The Lost Night - Andrea Bartz Page 0,66

and I could still feel the weight of her arm around my shoulders, the thrilling calm of owning half an imaginary BEST FRIENDS necklace.

I paused on one: It was the inevitable shot of our shoes, four pairs on the dirty train’s floor. The others were beat-up, but mine were still shiny new, Keds as white as fresh snow. I could sort of recall the point of these pictures: We were proud of how shabby our shoes got, evidence of all the dirty hipster spelunking we’d done. For a moment I peered at it, feeling the realization coming, a gushing sensation like ice on a frozen river fissuring and running free. Then I lunged at my laptop, pulled up Facebook, and began to search.

There it was, posted September 26, 2009, by a work friend I’d clung to after severing the SAKE crew: another foot shot, my shoes on a picnic blanket with strawberries and baby carrots and chips nearby. My white canvas sneakers were the worse for wear, scuffed and gray. But there were two unmistakable spots on my right toe, each the size of a pencil eraser. Rusty red and permanent.

Panicked, I clicked through more photos of myself, further and further back in time. When had the dots appeared? My stupid shoes were so often cut off, photos from the knee or waist or shoulders up, or most of my body obscured by buzzing throngs of other twentysomethings. Finally, one of me playing on Kevin’s skateboard in McCarren Park, arms out, wobbly terror in my eyes. August 8.
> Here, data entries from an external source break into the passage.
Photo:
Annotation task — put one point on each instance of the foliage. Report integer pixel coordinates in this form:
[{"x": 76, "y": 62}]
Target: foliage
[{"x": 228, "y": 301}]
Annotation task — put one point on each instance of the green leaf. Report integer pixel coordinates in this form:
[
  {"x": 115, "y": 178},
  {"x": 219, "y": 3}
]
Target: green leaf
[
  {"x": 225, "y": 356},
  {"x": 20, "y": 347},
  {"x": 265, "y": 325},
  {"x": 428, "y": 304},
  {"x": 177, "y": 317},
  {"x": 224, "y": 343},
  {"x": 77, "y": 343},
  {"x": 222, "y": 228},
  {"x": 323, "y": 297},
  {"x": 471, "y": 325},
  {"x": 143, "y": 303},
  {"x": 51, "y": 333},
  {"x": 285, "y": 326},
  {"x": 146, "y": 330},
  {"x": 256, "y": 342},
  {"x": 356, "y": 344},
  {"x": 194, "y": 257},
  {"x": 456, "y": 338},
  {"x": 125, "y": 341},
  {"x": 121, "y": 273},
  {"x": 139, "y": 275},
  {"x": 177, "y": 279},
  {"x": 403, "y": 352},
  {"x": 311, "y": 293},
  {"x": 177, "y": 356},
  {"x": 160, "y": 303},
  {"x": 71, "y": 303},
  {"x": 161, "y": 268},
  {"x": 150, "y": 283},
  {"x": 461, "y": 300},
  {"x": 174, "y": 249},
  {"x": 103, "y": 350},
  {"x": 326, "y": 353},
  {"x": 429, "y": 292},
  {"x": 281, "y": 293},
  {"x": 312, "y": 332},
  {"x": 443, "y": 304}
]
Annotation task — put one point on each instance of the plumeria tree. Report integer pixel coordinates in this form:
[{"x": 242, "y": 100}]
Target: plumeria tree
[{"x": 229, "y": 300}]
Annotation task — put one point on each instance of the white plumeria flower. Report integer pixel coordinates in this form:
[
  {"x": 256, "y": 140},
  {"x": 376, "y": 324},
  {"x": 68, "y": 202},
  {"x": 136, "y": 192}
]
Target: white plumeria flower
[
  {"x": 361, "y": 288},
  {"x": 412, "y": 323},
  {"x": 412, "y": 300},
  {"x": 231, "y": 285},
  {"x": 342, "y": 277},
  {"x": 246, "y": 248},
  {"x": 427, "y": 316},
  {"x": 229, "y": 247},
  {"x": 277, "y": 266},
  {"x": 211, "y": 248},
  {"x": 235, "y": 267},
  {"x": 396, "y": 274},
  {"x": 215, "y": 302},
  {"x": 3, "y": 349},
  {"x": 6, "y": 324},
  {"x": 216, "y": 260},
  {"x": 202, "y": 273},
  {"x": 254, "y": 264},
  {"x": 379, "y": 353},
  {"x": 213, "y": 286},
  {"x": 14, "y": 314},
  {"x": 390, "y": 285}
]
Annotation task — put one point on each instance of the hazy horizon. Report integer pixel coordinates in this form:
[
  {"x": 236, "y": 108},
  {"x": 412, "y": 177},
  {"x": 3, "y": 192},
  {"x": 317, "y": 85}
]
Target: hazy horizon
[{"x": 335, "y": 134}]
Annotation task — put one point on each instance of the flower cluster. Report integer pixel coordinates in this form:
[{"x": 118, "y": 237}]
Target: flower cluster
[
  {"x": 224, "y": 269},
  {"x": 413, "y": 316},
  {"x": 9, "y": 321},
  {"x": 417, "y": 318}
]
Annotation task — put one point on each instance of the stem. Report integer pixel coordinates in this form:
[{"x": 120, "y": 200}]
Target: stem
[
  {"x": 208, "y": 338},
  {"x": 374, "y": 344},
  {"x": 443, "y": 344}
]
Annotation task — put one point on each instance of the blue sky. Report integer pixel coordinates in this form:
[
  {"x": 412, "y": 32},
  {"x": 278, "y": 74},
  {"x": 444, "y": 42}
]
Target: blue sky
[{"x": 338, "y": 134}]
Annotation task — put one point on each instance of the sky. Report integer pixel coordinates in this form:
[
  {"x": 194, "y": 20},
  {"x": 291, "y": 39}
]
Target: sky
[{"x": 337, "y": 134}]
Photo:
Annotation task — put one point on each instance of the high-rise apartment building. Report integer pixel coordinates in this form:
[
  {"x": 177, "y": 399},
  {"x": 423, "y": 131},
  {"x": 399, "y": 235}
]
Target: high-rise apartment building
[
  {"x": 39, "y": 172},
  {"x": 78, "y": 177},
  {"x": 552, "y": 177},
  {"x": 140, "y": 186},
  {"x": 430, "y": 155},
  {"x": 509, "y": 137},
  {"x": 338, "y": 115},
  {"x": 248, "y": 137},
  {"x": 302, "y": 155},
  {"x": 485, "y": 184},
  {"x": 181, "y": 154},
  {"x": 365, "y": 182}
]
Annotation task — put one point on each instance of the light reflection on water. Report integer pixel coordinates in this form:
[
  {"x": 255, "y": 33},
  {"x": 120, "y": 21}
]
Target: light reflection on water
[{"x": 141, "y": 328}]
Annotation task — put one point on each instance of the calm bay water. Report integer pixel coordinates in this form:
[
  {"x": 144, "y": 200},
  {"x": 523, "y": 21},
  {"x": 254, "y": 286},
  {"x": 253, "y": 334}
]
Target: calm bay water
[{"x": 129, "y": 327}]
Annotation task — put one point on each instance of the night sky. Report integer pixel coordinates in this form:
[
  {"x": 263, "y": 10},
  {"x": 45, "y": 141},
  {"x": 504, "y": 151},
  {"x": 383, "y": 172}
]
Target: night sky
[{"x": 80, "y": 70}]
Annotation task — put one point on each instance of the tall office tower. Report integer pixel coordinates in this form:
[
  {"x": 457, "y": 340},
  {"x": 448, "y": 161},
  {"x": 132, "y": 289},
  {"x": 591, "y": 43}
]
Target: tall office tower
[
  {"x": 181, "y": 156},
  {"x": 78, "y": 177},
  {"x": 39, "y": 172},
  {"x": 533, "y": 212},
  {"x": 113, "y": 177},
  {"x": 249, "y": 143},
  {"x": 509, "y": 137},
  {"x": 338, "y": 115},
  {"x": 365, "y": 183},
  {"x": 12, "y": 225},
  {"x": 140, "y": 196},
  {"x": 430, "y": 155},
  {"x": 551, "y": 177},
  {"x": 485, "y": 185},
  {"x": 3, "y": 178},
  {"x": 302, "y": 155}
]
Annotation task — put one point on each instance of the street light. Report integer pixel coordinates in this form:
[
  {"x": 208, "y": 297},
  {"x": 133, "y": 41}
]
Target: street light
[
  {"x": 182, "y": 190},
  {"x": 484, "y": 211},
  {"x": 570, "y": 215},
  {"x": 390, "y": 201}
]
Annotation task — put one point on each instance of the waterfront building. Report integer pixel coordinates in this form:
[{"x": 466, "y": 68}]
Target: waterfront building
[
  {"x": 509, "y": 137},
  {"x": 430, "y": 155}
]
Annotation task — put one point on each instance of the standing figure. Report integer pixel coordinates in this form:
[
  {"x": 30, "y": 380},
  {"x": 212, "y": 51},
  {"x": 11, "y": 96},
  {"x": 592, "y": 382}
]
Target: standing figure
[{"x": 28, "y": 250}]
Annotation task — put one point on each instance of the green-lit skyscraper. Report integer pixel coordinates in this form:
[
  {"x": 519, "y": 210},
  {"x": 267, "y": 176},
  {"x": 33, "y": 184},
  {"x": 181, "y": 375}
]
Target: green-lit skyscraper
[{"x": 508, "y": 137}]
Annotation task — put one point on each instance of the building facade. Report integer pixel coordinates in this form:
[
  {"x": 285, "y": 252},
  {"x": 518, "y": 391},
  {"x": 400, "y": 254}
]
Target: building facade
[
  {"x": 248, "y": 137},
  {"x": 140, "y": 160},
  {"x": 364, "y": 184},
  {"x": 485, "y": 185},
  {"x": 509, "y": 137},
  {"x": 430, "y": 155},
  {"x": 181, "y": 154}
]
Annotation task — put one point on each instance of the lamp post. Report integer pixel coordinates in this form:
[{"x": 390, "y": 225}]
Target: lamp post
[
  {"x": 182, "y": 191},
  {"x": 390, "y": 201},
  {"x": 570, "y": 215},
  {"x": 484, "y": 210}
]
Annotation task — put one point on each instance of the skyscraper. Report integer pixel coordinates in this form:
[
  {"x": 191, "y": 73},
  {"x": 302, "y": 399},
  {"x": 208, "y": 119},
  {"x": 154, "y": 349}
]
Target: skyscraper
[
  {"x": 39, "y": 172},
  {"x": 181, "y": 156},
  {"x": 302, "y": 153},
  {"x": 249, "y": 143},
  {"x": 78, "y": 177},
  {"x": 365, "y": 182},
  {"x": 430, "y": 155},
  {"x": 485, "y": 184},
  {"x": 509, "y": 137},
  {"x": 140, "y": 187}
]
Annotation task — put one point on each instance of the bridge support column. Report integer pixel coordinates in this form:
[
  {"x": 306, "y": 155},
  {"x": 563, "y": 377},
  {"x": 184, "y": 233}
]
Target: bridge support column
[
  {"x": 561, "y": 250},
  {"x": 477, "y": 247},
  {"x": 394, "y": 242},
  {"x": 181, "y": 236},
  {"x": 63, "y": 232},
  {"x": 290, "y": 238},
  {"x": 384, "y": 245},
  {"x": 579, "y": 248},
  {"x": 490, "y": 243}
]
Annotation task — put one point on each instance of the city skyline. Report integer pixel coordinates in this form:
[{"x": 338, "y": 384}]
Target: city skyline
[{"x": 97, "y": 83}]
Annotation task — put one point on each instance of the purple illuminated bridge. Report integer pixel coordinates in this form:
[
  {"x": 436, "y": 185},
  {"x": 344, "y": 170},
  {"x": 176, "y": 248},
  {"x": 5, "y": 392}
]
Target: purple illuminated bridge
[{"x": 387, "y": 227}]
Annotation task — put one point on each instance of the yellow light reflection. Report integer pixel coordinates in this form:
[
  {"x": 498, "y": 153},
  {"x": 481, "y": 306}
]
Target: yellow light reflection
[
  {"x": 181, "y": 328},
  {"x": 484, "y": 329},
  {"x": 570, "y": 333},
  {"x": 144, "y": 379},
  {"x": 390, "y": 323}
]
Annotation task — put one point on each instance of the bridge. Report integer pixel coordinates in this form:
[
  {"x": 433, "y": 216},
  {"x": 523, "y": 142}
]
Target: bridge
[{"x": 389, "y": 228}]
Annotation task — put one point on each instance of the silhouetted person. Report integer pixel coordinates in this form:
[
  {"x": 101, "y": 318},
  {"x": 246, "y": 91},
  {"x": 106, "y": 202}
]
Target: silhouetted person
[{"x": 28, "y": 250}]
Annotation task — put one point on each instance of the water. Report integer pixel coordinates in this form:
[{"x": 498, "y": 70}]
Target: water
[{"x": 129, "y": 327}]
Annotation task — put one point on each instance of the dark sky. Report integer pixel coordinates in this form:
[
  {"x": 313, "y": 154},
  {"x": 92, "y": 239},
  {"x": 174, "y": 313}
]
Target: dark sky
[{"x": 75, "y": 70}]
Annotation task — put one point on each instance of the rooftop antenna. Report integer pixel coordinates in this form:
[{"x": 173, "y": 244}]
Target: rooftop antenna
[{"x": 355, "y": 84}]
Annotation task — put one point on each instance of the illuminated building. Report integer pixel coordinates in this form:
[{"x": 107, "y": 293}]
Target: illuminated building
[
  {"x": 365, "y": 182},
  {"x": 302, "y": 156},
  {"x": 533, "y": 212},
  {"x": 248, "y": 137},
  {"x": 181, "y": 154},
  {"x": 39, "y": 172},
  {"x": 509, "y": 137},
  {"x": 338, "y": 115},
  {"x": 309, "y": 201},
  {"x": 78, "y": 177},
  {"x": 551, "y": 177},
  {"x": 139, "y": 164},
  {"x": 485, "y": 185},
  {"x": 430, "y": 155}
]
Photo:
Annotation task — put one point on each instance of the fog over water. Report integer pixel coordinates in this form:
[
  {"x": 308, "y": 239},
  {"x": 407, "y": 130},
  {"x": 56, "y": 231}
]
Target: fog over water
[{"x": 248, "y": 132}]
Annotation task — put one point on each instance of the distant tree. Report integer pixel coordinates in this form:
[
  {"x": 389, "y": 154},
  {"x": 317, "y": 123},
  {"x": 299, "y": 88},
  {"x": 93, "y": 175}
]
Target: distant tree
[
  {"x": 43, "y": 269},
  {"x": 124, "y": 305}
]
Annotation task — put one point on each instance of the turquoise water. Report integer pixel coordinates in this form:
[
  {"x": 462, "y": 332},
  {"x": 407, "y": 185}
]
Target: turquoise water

Heartburn rang out in my ribs. Two weeks before Edie’s untimely death, at least, the shoes. They were spotless.

* * *

I woke up to a text from Damien: “Who’s the baddest bitch? I’m the baddest bitch.”

I sent question marks back, but he didn’t answer, so I hightailed it into work and left my office door open for him. He burst in ten minutes past our normal call time, the bastard. He was grinning like the goddamn Cheshire cat.

“So it was surprisingly easy to clean up the audio,” he announced. “I ran it through this filtering app that factors out the effect of a mic being covered by fabric or wrapped up in your hand or whatever. Listen.”

He held his phone out as the familiar footage rolled: a moment’s focus on 4G, my hand opening the door. Then instead of “Heavy skies senile?” I heard my own voice in a surprised little chirrup: a gasp, then “Have you guys seen Alex?”

It took a moment for it to sink in. Damien was still grinning.

“See?” he said. “You didn’t come upon her all alone and goad her into killing herself. Alex, neither. She was already in there with someone else.”

Relief like a shower: Someone else was in the room, not Alex, someone else who must have done this. Someone else who could’ve picked up the gun. Alex was innocent. And my Keds—what a stupid notion—that was chocolate syrup or ketchup or barbecue sauce on them, just as I’d figured at the time.

Then fear buzzed in me: Someone else was in the room. Someone who may have killed Edie and gotten away with it. And he could very well know that I’d been poking around in the past.

I stared at the final frame, a blur of brown and black as I’d hit the button to stop recording.

Someone else was in the room when Edie died.

Chapter 10

KEVIN

When I was in my early twenties, things were pretty fucking good, and I knew it. Not great—I was aware of the big list of wants hovering on the other side of the greener-grass hedge, how cool it’d be to have more sex, more money, another six inches or so in height and wingspan, that kind of thing. But shit was pretty good. I had a cheap roof over my head, space for the entire drum kit, and not a soul in the building who’d complain if I got the urge to play at one in the morning, two o’clock, three o’clock (rock); a buddy, Alex, who was good at guitar and willing to jam with me pretty much whenever I wanted; girl roommates who were always finding fun shit for us to do on weekends, apple picking and weird-ass art exhibits and outdoor shows and whatnot; a stupid but manageable job making mochas and cleaning espresso machines with other equally bleary-eyed friends at a coffee shop within walking distance of my place.